The bank paid hundreds of thousands of pounds to former Goldman Sachs banker Simon Lloyd months after the transaction was completed in September 2019, according to people familiar with the matter. The French anti-corruption agency, known as AFA, identified the incident during a routine audit and is due to issue a report in the next few weeks.
Britain’s Financial Conduct Authority has also received complaints about the payment, the people said, though it is not clear if it will open a formal inquiry.
The probe highlights the red flags raised when banks pay outsiders to open doors or cultivate counterparties. Societe Generale, for example, paid more than $1bn in 2018 to resolve US allegations it paid bribes to secure deals with Libya.
In 2019, Deutsche Bank settled a suit — without admitting liability — from a Dutch housing firm stemming from payments to a middleman who arranged their derivatives trades.
BNP Paribas, Deutsche Bank, AFA and the FCA declined to comment. Lloyd, who is not personally the focus of the inquiry and has not been accused of any wrongdoing, did not respond to messages sent to his LinkedIn profile or to phone messages left at his office.
Shares in BNP Paribas slid 5.4% to about €39 in Paris, leading the falls in European bank stocks.
Deutsche Bank’s 2019 decision to exit the business serving hedge funds, known as prime brokerage, was part of CEO Christian Sewing’s retreat from equities. BNP Paribas and Citigroup emerged as potential buyers.
BNP Paribas CEO Jean-Laurent Bonnafe was counting on it to vault the French lender into the top tier of the global industry, which is dominated by Wall Street giants including Morgan Stanley, JPMorgan and Goldman Sachs.
Enter Lloyd, an Australian who founded a two-person advisory shop in London called Barbon Advisors after working at Goldman Sachs for a decade through 2011.
Early in the process, Lloyd gave a leads to a BNP Paribas executive that Deutsche Bank was looking to sell, according to one person familiar with the transaction. Some officials at the French bank later became concerned over the possible appearance of impropriety, the person said.
Meanwhile, executives at Deutsche Bank were surprised to receive a phone call from Lloyd flagging the French bank’s interest and wondered why their counterparts at BNP Paribas had not just made contact directly, another person said.
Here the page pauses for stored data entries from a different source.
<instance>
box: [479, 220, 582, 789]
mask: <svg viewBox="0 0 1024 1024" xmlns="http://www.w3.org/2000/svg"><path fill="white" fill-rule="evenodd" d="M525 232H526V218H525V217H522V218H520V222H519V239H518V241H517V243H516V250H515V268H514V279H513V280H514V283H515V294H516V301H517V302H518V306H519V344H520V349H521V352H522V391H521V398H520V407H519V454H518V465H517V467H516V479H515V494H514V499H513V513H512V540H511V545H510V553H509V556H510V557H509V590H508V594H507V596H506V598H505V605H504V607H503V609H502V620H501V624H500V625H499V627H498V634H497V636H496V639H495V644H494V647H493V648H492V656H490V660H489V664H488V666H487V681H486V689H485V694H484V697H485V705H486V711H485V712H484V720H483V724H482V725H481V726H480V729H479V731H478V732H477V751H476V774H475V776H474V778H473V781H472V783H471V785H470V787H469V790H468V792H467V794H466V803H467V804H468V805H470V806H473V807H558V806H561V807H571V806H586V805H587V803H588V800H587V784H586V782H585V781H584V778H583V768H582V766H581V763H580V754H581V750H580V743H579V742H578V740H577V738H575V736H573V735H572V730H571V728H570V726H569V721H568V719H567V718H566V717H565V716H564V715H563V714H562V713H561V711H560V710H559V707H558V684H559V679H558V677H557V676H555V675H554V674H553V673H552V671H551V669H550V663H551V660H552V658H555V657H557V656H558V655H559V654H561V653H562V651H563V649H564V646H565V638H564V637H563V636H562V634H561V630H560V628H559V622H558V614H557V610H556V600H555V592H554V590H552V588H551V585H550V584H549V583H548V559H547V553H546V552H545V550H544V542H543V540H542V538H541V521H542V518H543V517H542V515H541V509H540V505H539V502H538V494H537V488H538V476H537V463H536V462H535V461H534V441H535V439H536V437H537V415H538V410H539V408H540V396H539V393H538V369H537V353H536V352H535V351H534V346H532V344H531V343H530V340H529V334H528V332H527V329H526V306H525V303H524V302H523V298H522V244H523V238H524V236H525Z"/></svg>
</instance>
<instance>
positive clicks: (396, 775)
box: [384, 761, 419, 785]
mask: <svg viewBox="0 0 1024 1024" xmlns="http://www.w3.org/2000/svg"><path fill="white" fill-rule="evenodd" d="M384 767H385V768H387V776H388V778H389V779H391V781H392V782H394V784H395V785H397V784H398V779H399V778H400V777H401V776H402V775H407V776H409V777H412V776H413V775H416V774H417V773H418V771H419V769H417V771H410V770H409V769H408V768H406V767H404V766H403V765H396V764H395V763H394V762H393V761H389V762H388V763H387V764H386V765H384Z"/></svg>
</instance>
The Lloyd payment came to the attention of BNP Paribas officials in early 2020 after it was initially sent for approval via the procurement department, which typically deals with suppliers. An internal committee looked into it and the finders fee was eventually paid in the first half of 2020, more than six months after the deal was announced and the unit’s 1,000 employees began to move to the French bank from the German one.
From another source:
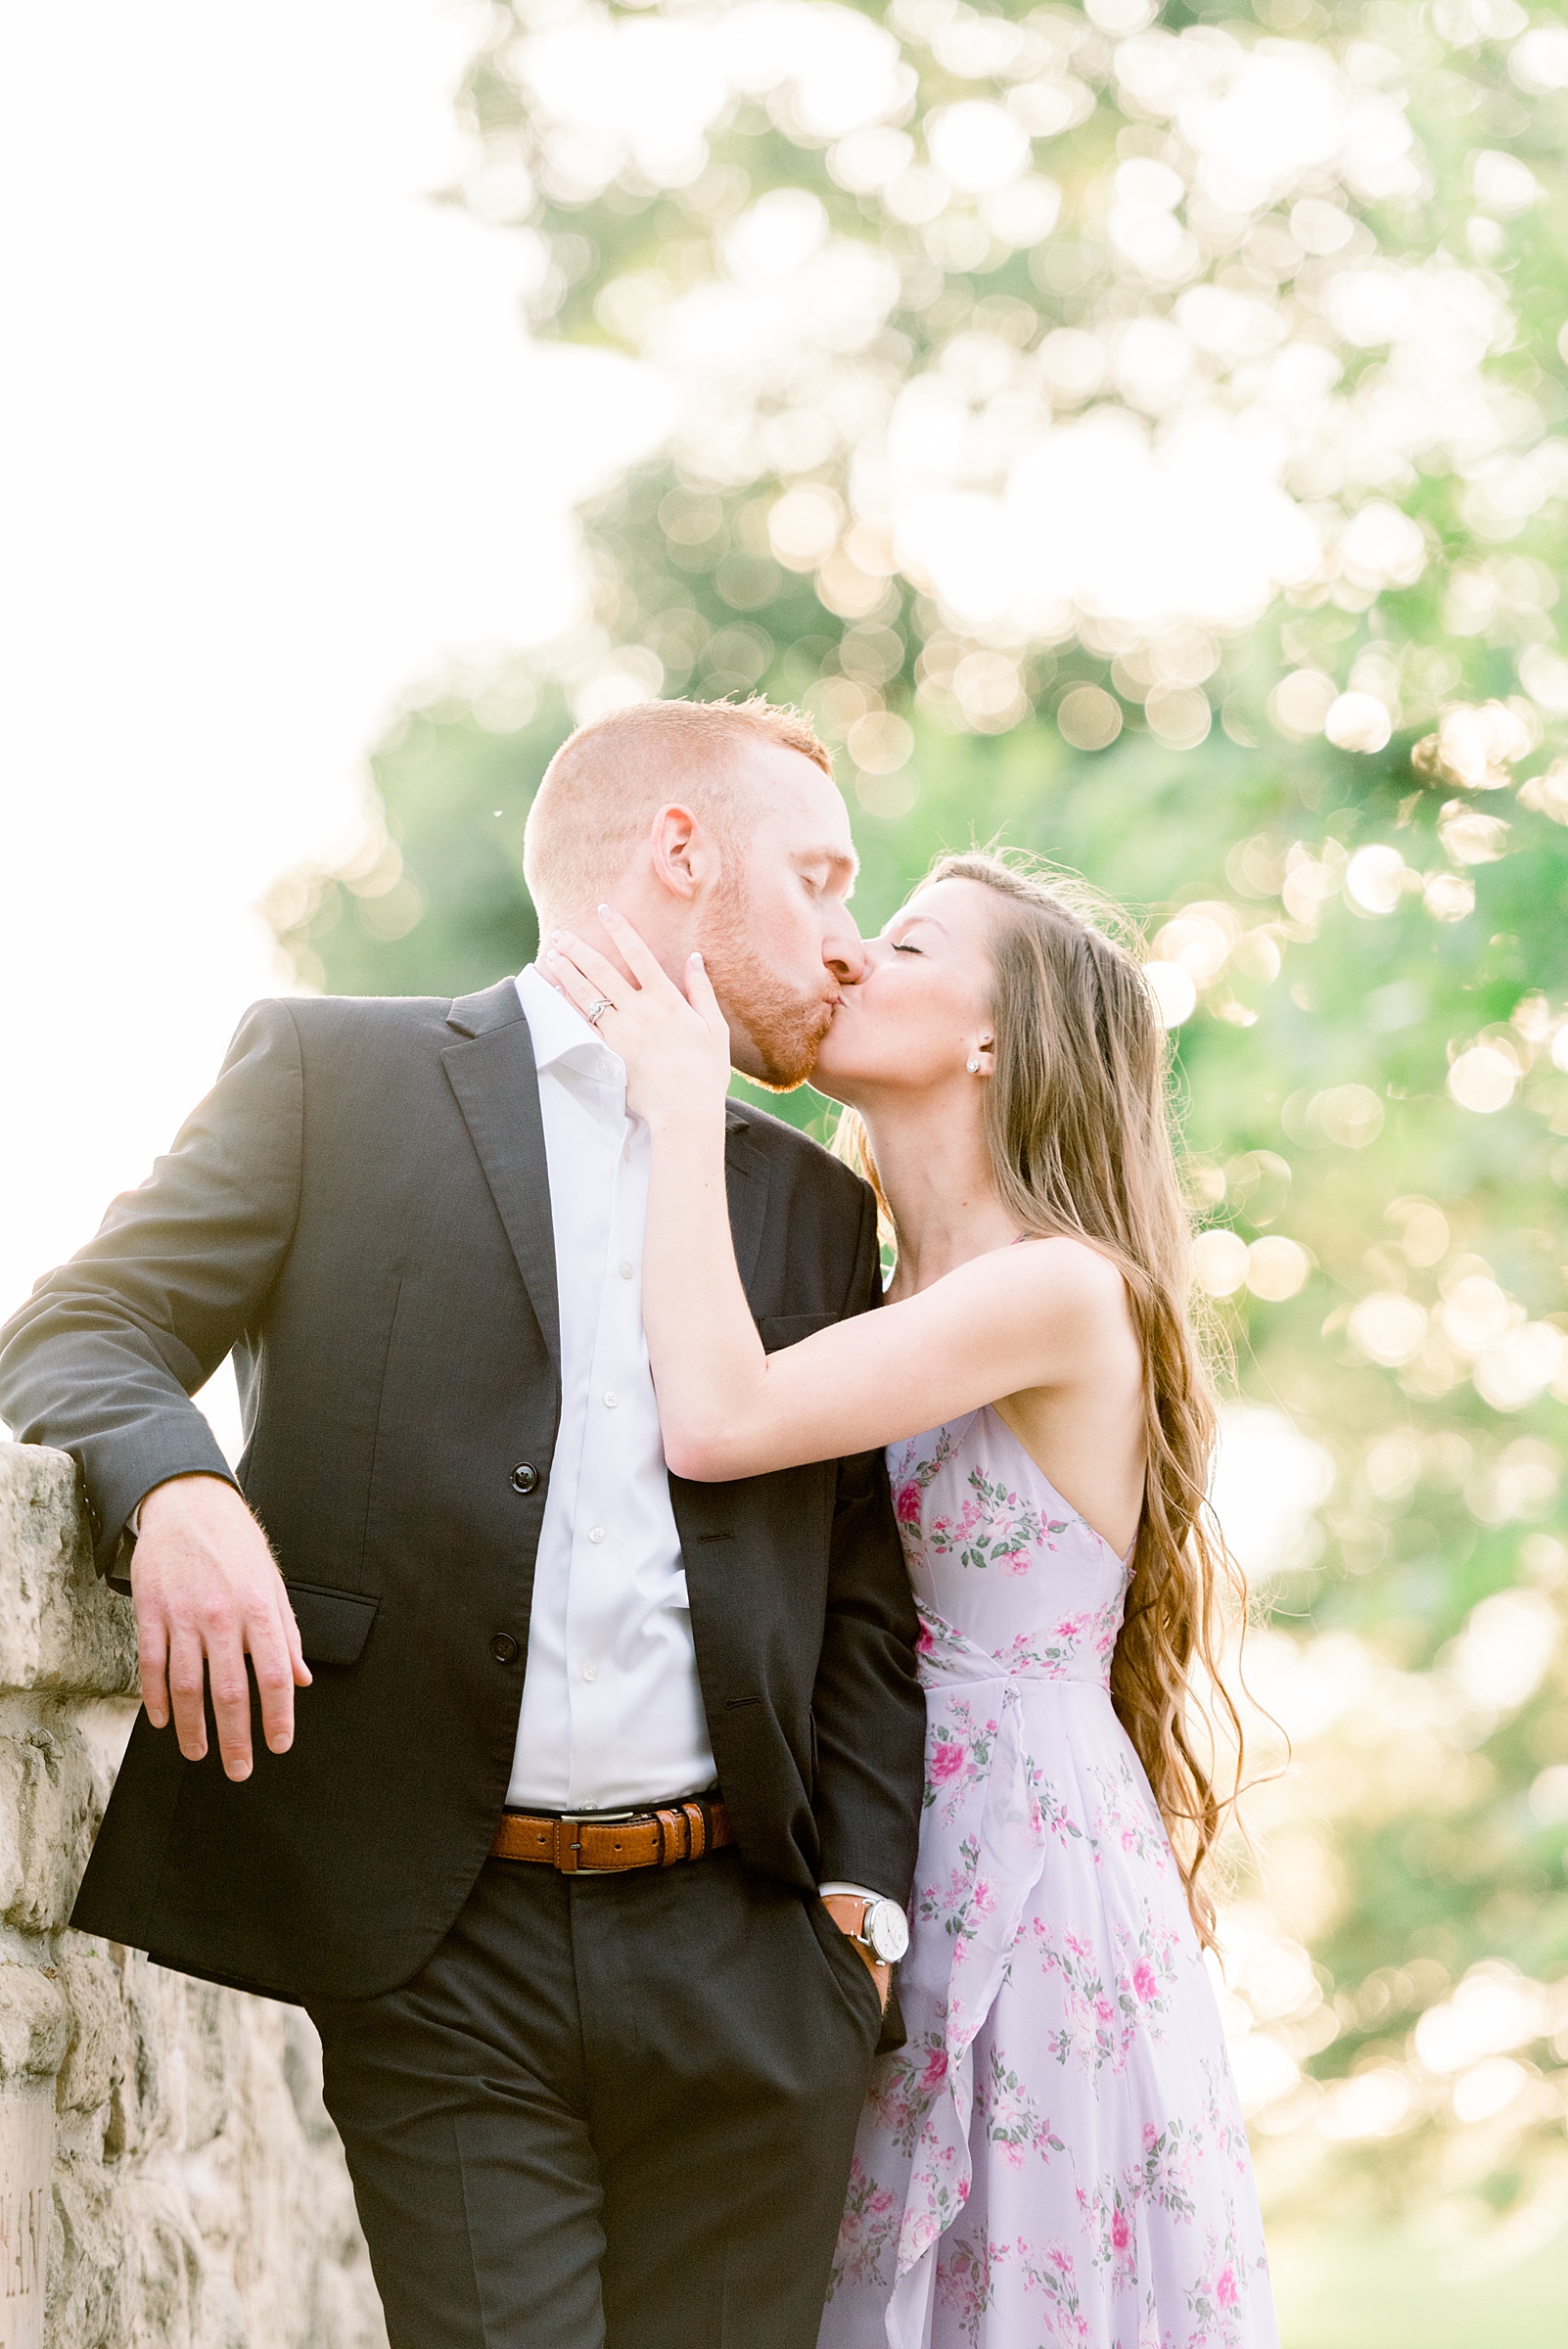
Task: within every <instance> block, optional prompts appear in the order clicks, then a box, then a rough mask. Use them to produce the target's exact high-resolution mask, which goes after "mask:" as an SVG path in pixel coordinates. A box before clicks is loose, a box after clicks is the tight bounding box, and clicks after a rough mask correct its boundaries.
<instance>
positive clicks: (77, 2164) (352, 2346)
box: [0, 1442, 385, 2349]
BNP Paribas has called the deal a success. The French bank says it is on course to become the biggest prime broker in Europe and aims to eventually be one of the four largest on the planet, with client balances reaching between $250bn to $300bn, Bloomberg reported at the time of the deal.
In the quarter that ended September 30, the BNP Paribas unit that includes prime brokerage reported revenue rose 21% to €466m, beating the highest estimate.